If we’re keeping Andrew “Problematic” Jackson on the $20, perhaps we could at least point up his horrifying forced marches through Oklahoma by making this the Great Plains note. The list of Midwesterners made good is huge: Frank Lloyd Wright? Georgia O’Keeffe? Andy Warhol? (He was from Pittsburgh, but close enough.) Heck, I’d make a case for Charles M. Schulz, even. Alternatively, if you want to honor Jackson as a son of Tennessee, a certain Memphis performer comes to mind.

The $10, being home to Hamilton, is clearly about economics, so that’s a place for a great American business figure. We would have to make this selection carefully, owing to certain, ah, issues with the likes of Henry Ford and Thomas Watson and John D. Rockefeller. I myself would choose Peter Cooper, a great New Yorker who gave to found a New York institution (among many other things). He would also look fantastic in the engraving, because of that beard of his. But, short memories and Apple fanboys being what they are, I suspect that Silicon Valley will put on a full-court press for Steve Jobs.

Abraham Lincoln on the $5? We have already devoted the $50 to manumission, so let’s take another angle for this one: Lincoln’s gift with language. That leads us to literary figures. Mark Twain? Willa Cather? Hemingway, Faulkner, Fitzgerald? Or Edith Wharton! Seeing a sly New York novelist on every five-spot would make your morning Starbucks purchase that much more appropriate — especially if you bought it in her house.

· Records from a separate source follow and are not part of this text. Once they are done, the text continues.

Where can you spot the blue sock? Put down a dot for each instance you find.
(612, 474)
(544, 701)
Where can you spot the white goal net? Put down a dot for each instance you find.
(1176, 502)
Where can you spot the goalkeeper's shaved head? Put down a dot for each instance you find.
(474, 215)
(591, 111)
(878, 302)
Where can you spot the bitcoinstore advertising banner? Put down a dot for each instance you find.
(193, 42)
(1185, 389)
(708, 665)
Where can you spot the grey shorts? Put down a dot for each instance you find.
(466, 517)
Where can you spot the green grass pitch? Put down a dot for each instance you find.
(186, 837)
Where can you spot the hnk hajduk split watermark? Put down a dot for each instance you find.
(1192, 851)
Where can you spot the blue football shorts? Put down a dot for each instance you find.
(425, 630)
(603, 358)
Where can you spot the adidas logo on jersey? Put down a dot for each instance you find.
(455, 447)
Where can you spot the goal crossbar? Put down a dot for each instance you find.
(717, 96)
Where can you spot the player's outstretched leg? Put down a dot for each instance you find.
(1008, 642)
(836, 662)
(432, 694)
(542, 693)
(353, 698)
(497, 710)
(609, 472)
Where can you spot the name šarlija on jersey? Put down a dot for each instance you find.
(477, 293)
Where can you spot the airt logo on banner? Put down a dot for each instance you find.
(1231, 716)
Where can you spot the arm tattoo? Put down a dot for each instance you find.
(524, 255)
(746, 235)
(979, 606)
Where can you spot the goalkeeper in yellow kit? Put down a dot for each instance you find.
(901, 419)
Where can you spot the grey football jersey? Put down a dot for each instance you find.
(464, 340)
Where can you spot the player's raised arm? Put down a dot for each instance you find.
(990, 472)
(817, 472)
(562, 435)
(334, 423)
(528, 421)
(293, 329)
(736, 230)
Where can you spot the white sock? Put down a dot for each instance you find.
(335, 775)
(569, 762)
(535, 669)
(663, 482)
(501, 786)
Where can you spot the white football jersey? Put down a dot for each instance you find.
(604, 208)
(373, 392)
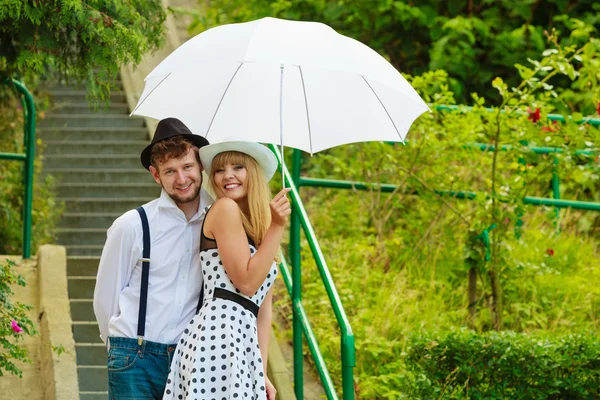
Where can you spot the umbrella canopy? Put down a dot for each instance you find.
(299, 84)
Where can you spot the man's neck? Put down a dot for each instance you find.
(190, 209)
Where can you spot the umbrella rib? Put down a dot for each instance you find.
(306, 106)
(385, 109)
(153, 89)
(222, 97)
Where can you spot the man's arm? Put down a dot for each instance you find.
(119, 257)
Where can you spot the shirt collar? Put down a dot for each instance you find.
(165, 201)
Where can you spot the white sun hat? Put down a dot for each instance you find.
(263, 156)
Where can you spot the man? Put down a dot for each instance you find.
(141, 323)
(141, 335)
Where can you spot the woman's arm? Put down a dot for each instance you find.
(224, 223)
(265, 317)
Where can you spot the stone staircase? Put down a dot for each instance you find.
(95, 157)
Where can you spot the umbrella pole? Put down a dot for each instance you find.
(281, 123)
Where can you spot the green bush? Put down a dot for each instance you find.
(14, 322)
(507, 365)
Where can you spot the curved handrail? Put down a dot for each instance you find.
(348, 352)
(27, 158)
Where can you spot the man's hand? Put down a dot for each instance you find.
(271, 391)
(280, 208)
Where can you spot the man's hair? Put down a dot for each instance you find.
(173, 147)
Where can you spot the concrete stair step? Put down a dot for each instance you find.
(93, 378)
(101, 175)
(91, 354)
(86, 133)
(103, 204)
(95, 146)
(81, 236)
(91, 120)
(104, 189)
(92, 161)
(79, 96)
(82, 265)
(83, 249)
(93, 395)
(86, 332)
(85, 108)
(88, 220)
(82, 310)
(81, 287)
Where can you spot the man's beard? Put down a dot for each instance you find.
(183, 200)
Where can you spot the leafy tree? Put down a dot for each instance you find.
(474, 41)
(78, 39)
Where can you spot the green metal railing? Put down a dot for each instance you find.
(27, 158)
(293, 282)
(299, 218)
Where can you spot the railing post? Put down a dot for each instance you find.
(27, 158)
(556, 192)
(29, 142)
(297, 281)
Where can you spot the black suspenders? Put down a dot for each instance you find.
(145, 274)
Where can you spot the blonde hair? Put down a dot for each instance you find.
(258, 196)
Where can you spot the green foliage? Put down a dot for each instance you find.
(466, 365)
(10, 313)
(473, 41)
(46, 210)
(78, 39)
(400, 260)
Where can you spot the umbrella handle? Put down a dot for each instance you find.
(281, 123)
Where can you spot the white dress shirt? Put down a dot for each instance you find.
(175, 275)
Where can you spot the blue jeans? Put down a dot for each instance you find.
(137, 372)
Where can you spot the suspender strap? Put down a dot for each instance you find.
(201, 299)
(145, 274)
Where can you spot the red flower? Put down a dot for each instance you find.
(15, 327)
(534, 116)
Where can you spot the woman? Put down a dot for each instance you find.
(222, 353)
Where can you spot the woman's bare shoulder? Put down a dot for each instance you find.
(224, 209)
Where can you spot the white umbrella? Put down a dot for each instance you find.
(298, 84)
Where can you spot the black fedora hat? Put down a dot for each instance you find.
(168, 128)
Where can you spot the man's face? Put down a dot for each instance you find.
(181, 177)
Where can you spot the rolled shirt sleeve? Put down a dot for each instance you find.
(120, 255)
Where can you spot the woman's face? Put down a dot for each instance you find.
(230, 181)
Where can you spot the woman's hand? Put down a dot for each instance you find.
(271, 391)
(280, 208)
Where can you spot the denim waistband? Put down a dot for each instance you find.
(147, 346)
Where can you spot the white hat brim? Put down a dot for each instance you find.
(263, 156)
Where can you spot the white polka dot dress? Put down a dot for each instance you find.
(218, 355)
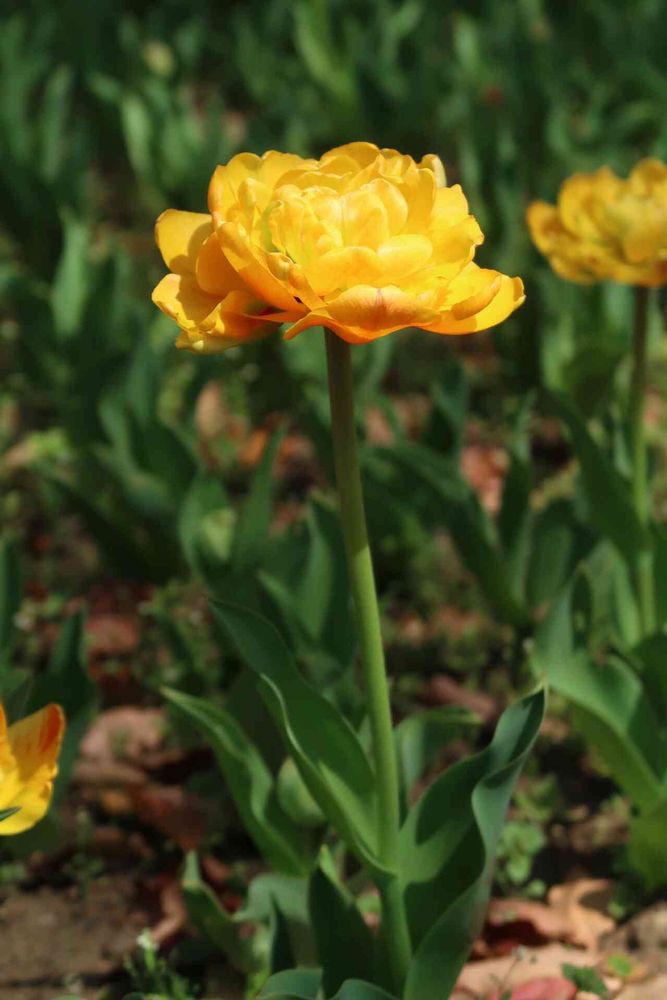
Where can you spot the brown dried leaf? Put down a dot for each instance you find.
(583, 907)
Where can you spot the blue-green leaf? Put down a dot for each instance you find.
(610, 703)
(447, 848)
(325, 748)
(250, 782)
(420, 737)
(610, 505)
(344, 941)
(646, 846)
(293, 984)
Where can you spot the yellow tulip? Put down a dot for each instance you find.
(605, 227)
(214, 308)
(364, 241)
(28, 765)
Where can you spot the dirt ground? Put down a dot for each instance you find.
(52, 940)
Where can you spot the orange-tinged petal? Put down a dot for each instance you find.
(364, 313)
(507, 295)
(181, 298)
(648, 174)
(215, 275)
(179, 236)
(34, 744)
(253, 272)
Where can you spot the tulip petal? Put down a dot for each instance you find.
(486, 308)
(252, 271)
(34, 743)
(179, 236)
(181, 298)
(215, 275)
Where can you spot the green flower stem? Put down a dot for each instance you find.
(362, 582)
(640, 492)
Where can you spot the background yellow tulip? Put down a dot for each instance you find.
(28, 765)
(604, 227)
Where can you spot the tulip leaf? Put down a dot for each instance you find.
(293, 984)
(610, 702)
(422, 736)
(250, 782)
(304, 984)
(216, 925)
(610, 506)
(325, 748)
(646, 847)
(345, 944)
(448, 844)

The $2 bill, on which Thomas Jefferson appears, doesn’t see much attention, except in one unexpected setting. Since it has no associations, we can treat that as a freeing possibility: Nobody cares who appears on it, so we can put an outlier on the back. Because the stakes are low, we can place a figure whom everyone appreciates but who has no chance of appearing on any bill, ever again. How about a sports star? Especially an African-American one, given Jefferson’s particularly troubling story. Joe Louis, Jackie Robinson, Arthur Ashe … I’ll leave it to WFAN and Deadspin to take great pleasure in arguing out the choice.

And the single? The Treasury says it’s not going to be redesigned, probably because there aren’t many counterfeiters bothering with $1 bills, so that’s that. Just leave it alone, in all its pseudo-Masonic weirdness. And, anyway, we don’t need to; what we need to do is stop printing $1 bills altogether, an argument I have made elsewhere.

Or, alternatively, you could throw all of these folks off the money and do as the Dutch did on arguably the most amazing bill ever circulated. It’s one of the final designs for the 50-guilder note, from the ‘80s, shortly before the euro swept in. Flowers!